I’m working on a registration form using Gravity Forms where I need to track how many entries users add to a List field. The form allows multiple registrations at once, but I also need to calculate the total count for pricing purposes.

Is there a way to use JavaScript to automatically count the List field rows and transfer that number to a separate field? I’m looking for the most reliable approach to handle this.

EDIT:

Following a suggestion I received, here’s a working solution that updates periodically:

function calculateTotal() {
    var listItems = document.querySelectorAll('.gfield_list_group').length;
    var countField = document.querySelector('.ginput_quantity');
    countField.value = listItems;
    setTimeout(calculateTotal, 2000);
}
calculateTotal();

This code runs every 2 seconds and updates the quantity field with the current row count.

Both approaches work, but honestly, Gravity Forms JavaScript and DOM manipulation gets messy fast when you scale up.

I’ve built similar registration systems. The real headache hits when you need payment processors, confirmation emails with correct counts, or CRM sync. You end up with fragile code that breaks every Gravity Forms update.

What worked better? Moving this logic to an automation platform. Set up a Gravity Forms webhook that triggers on submit, then let automation handle counting, pricing calculations, and integrations.

This approach makes conditional logic easy - bulk discounts, pricing tiers, complex validation rules without touching JavaScript. Better error handling and automatic retries for failed operations.

I’ve seen teams waste weeks debugging form JavaScript when they could automate the entire workflow in hours.

Check out https://latenode.com for form automation.
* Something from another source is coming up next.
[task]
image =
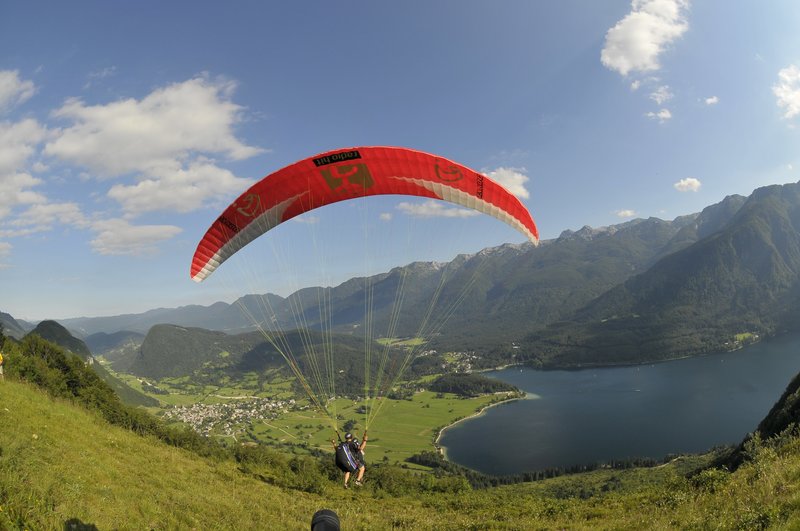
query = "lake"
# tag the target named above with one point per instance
(586, 416)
Way more reliable than client-side counting.

your setTimeout approach works, but 2 seconds is way too slow. users will add rows faster and get wrong counts. drop it to 500ms or switch to MutationObserver - it catches DOM changes instantly without constantly polling and draining mobile batteries.
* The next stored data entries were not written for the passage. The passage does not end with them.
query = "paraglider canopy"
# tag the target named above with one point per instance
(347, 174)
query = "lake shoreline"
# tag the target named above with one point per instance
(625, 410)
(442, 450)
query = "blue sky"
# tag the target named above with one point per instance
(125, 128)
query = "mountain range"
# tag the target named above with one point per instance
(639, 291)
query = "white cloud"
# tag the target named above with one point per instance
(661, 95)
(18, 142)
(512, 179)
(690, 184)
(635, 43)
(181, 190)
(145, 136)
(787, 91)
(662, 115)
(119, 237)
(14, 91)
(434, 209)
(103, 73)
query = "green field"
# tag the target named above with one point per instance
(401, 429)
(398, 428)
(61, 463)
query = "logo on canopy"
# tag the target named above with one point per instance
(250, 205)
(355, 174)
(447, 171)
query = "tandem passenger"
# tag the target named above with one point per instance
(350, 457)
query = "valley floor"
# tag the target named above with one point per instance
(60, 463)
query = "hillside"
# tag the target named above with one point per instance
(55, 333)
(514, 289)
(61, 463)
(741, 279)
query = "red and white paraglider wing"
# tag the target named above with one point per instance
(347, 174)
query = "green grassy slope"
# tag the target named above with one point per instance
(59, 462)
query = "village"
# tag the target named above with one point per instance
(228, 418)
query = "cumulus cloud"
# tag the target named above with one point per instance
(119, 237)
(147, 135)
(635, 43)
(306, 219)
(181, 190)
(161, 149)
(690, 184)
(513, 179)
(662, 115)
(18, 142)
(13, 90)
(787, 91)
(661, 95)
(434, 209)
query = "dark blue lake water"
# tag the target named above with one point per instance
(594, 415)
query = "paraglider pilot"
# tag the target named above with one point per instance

The periodic approach works but kills performance on slower devices. Had the same issue with my event registration forms - binding to Gravity Forms’ native events beats setTimeout intervals every time.

Hook into gform_list_post_item_add and gform_list_post_item_delete instead. They fire exactly when users add/remove list rows, so your count updates instantly without constantly polling the DOM. Also watch out for the header row in your count - .gfield_list_group sometimes grabs elements you don’t want.

Make sure your quantity field has proper validation too. Users can still manually edit it and mess up your pricing calculations.